I’m choosing to take responsibility. When I fail it’s because I’m being short sighted, weak willed and rebellious. If I fail within a week I know I’m not trying.
After a decent length of time (a week or 10 days for me … ) the pressure to fail heightens it can feel irresistible and inevitable. ‘I have no choice!’ I might think but that’s simply not true.
It’s just that much more difficult to resist and why battle all day if a quick wank can solve it?
But again faulty thinking that quick wank will lead to another not so quick wank later on or the next day then I’m back in the frequent relapse binge cycle. In fact did I ever get out of the porn addiction cycle?? Actually no I didn’t. I used to think ah I haven’t failed for ages I must be cured! Another incorrect pattern of thinking. The app has proved to me that I am indeed an addict.

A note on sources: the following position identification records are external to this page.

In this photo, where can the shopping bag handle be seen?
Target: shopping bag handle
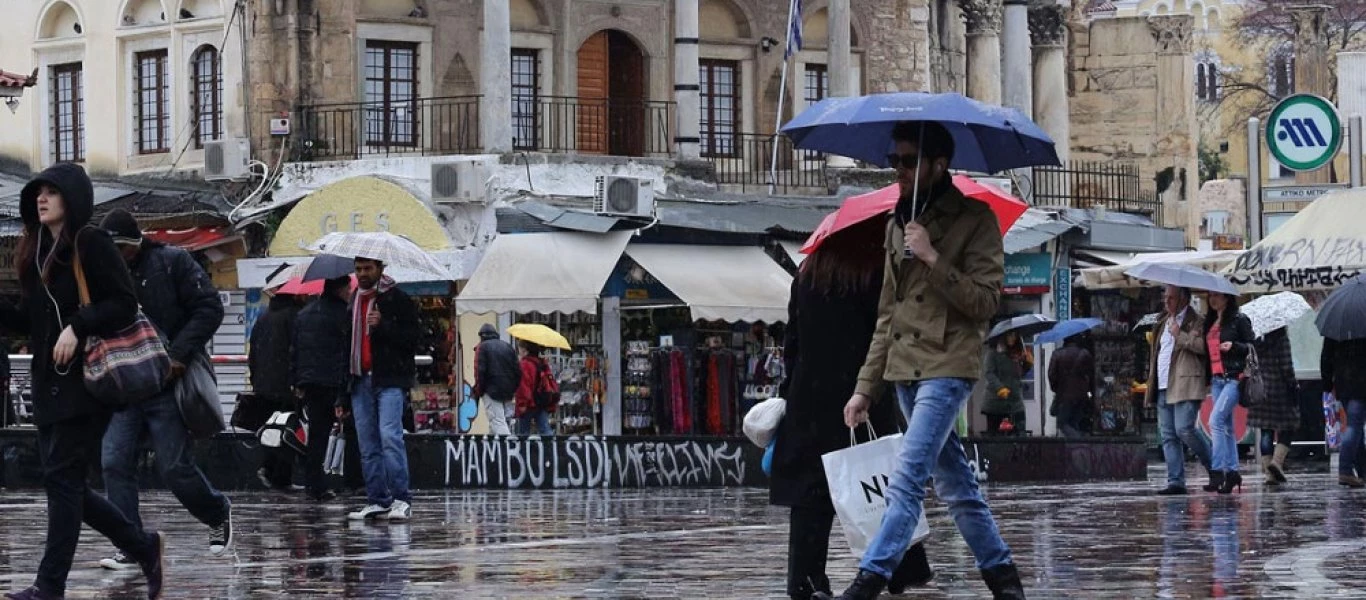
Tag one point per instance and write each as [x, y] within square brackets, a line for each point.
[872, 435]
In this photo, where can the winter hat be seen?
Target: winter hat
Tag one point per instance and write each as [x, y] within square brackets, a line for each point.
[123, 227]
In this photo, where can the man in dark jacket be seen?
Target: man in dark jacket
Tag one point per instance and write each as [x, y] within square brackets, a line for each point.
[496, 377]
[268, 360]
[320, 375]
[1343, 366]
[180, 301]
[384, 338]
[1071, 375]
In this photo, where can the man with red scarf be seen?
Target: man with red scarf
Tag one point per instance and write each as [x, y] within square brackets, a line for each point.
[384, 335]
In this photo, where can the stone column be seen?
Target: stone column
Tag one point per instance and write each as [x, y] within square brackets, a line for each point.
[496, 78]
[686, 86]
[1048, 32]
[1016, 64]
[984, 48]
[840, 67]
[1312, 74]
[1176, 127]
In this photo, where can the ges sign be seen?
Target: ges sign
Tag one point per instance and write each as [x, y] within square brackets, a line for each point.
[1303, 133]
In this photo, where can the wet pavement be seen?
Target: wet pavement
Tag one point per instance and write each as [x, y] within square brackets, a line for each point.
[1071, 541]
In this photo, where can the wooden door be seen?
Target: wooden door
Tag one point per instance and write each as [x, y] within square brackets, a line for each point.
[594, 79]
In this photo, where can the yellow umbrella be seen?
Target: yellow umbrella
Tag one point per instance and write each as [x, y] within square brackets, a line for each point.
[540, 335]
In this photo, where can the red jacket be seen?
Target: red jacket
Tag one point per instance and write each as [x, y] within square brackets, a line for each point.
[526, 390]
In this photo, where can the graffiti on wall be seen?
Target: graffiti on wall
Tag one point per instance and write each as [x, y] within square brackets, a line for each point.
[592, 462]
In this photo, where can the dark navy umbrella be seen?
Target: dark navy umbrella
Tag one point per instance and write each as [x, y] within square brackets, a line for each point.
[1343, 315]
[1067, 330]
[986, 138]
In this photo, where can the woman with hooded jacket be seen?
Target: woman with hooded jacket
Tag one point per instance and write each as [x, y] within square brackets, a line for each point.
[56, 208]
[832, 313]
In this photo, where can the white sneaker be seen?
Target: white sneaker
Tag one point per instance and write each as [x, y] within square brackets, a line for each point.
[119, 562]
[373, 511]
[400, 511]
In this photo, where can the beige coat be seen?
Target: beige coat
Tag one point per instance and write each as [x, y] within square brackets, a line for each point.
[1186, 380]
[932, 321]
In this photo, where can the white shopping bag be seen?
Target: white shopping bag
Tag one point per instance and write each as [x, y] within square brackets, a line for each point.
[762, 420]
[859, 477]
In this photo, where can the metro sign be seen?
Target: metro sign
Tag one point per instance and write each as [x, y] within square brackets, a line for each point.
[1303, 133]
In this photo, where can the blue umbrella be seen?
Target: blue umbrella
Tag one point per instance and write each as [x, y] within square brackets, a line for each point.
[1067, 330]
[986, 138]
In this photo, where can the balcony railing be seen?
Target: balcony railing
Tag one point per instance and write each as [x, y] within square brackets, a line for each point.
[593, 126]
[743, 160]
[1094, 185]
[415, 127]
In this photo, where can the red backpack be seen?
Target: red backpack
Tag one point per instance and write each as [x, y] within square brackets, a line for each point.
[547, 390]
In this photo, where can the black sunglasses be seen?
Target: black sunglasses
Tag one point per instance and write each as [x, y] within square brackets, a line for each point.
[902, 160]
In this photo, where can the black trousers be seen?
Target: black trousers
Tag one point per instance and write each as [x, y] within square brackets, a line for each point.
[809, 546]
[320, 405]
[68, 450]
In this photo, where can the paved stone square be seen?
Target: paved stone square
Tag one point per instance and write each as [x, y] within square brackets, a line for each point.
[1071, 541]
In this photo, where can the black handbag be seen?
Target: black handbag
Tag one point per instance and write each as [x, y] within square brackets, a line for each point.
[252, 412]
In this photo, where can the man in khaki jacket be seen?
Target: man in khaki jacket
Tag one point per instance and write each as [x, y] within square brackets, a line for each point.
[1176, 384]
[941, 286]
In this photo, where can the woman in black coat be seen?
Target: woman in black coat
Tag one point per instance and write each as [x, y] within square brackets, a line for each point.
[831, 319]
[56, 209]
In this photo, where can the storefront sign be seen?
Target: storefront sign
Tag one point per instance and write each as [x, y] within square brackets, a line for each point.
[1027, 274]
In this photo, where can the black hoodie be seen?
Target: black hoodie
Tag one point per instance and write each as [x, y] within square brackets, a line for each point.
[51, 302]
[496, 368]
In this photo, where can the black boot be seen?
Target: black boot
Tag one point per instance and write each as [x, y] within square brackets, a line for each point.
[868, 585]
[1004, 581]
[914, 570]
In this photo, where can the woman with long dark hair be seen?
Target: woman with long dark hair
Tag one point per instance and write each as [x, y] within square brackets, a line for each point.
[1228, 335]
[56, 208]
[831, 319]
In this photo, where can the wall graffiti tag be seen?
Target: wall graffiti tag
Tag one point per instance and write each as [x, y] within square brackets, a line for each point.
[593, 462]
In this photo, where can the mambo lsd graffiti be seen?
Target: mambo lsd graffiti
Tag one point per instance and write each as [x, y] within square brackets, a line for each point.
[593, 462]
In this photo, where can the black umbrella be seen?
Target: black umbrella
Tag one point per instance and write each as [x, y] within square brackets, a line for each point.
[1343, 315]
[329, 267]
[1022, 325]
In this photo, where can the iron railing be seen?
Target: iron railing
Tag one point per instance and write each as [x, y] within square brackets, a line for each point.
[593, 126]
[1115, 186]
[418, 127]
[743, 160]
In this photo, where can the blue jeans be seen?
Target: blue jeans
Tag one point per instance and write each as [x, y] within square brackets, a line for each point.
[157, 420]
[379, 428]
[1176, 423]
[1224, 451]
[930, 447]
[1351, 443]
[534, 416]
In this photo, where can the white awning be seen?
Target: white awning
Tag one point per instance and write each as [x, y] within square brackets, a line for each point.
[794, 250]
[726, 283]
[560, 271]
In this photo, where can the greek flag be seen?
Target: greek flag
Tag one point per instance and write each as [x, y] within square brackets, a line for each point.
[794, 34]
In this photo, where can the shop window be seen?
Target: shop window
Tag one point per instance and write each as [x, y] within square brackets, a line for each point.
[208, 94]
[720, 123]
[153, 115]
[526, 74]
[67, 114]
[391, 82]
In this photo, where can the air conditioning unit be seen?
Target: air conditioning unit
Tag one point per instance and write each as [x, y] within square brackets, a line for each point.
[227, 160]
[459, 182]
[627, 197]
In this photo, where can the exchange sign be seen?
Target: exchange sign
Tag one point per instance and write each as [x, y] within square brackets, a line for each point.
[1303, 133]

All this might sound negative but it’s not. It’s honest brutally honest.
The more brutally honest the better how else can I solve a problem I downplay or deny?
I have a BIG PROBLEM.
But recently went to a freedom in Christ course what I took away from it is the stronghold buster technique I use on the FIC app. Speaking truth to a lie in fact multiple lies I have believed (in fact we all believe lies and have faulty thinking I’m sure)
I haven’t done a stronghold buster for porn but there is an example in the book which I can share
It’s relevant particularly for Christians as it uses scripture to demolish the lie and proclaim the truth and the truth needs repeating every day for about 40 days until it finally finally sticks…

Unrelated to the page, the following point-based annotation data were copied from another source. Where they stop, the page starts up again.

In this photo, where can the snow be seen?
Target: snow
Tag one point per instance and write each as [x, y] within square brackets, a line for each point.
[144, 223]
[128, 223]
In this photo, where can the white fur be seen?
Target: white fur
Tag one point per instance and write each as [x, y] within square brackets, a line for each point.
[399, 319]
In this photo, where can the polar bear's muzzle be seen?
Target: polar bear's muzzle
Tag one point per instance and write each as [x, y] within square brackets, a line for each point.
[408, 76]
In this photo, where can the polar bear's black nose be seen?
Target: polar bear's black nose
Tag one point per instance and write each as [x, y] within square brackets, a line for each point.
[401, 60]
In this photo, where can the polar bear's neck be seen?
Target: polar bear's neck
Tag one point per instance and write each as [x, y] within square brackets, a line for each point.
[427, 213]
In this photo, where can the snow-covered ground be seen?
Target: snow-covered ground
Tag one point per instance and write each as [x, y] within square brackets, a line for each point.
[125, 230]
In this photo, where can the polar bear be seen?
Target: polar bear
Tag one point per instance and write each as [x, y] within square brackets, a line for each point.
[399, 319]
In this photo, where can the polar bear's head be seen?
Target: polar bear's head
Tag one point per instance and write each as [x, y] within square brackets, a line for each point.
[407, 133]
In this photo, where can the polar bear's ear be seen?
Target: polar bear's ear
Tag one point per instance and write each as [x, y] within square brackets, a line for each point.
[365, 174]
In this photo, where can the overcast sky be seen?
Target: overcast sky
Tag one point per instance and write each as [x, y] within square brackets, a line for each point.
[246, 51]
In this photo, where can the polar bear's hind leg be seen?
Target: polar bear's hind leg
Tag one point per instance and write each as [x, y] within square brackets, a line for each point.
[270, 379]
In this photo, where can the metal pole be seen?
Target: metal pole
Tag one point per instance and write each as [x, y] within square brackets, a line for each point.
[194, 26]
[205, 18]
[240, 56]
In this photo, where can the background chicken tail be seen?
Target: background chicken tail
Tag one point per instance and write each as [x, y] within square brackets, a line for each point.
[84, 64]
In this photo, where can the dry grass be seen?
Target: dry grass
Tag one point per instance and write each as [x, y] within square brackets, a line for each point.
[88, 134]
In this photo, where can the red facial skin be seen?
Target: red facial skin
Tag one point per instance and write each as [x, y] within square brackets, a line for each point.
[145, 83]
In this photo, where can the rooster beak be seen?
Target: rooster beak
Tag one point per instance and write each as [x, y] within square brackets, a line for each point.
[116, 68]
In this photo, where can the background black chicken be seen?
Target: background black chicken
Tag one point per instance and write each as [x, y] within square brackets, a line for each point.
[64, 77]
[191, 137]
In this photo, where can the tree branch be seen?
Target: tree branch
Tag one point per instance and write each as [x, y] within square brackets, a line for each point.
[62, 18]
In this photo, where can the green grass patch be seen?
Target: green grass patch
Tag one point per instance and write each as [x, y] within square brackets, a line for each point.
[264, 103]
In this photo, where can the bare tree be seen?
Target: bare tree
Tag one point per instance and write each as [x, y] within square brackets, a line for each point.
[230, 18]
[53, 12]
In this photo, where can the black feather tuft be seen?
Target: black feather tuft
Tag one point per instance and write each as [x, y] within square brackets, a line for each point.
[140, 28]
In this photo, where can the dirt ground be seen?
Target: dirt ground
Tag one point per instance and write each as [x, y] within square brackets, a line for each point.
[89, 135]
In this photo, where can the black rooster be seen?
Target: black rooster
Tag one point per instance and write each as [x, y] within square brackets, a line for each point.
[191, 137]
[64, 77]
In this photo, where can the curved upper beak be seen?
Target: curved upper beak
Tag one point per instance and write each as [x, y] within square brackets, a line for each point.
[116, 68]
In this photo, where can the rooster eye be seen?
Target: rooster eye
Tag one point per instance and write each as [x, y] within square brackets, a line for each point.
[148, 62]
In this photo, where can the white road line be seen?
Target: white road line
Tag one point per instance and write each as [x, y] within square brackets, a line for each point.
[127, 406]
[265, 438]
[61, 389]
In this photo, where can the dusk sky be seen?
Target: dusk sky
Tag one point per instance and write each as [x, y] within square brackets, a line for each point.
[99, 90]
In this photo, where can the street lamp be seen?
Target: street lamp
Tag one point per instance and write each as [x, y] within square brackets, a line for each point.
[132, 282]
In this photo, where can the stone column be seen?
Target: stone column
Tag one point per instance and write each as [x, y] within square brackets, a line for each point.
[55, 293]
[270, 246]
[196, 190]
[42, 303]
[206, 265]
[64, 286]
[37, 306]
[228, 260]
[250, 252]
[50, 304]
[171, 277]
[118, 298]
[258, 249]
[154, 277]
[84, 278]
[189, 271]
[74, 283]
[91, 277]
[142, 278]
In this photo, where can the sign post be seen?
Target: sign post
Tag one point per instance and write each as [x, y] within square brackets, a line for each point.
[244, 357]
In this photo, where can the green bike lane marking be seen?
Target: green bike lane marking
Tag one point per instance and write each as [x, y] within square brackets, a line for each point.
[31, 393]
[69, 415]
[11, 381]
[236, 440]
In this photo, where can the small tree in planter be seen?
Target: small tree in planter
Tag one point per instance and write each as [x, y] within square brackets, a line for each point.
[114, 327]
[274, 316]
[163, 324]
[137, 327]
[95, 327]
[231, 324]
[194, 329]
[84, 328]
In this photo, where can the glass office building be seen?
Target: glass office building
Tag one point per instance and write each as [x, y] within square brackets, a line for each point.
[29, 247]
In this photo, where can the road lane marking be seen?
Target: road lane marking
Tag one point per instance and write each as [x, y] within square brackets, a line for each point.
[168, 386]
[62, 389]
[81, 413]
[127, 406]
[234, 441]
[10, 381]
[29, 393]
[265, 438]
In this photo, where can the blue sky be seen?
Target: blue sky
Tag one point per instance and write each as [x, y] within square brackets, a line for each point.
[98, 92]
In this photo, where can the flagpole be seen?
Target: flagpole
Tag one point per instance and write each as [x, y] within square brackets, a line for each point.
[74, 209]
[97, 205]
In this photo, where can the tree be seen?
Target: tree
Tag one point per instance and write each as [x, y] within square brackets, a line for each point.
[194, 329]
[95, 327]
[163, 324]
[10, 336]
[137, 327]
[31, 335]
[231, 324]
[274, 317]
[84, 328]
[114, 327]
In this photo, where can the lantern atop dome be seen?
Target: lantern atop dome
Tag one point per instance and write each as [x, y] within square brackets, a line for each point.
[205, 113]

The lie: that I cannot resist the temptation to look at porn
Effects in my life: deep sense of shame, warped sexual feelings, unable to relate to others as God intended, harmful to a marriage
Scriptures Rom 6v11 - 14
1 Cor 6v19
1 Cor 10v13
Gal 5v22 - 23
Best to write these scriptures out
I reject the LIE that I cannot resist the temptation to view porn. I embrace the truth that God will always provide a way of escape when I’m tempted and I will choose to take that way of escape. I announce the truth that if I live by the Spirit… self control will grow in me. I count myself dead to sin and refuse to let sin reign in me or be my master.
Today and every day I give my body to God as a temple of the HS. I declare the power of sin is broken in me. I choose to submit completely to God and resist the devil who must flee from me now.
Declare all of this for 40 days and tick off each and every day.
And that’s it the example given in the book.
Obviously tweak it to your liking… even if you have no faith/ religious beliefs I think you could still use this method just tweak accordingly. The power is in declaring truth over lies.
Christians look up the FIC (freedom in Christ app) for stronghold buster feature and lots to read and watch on there.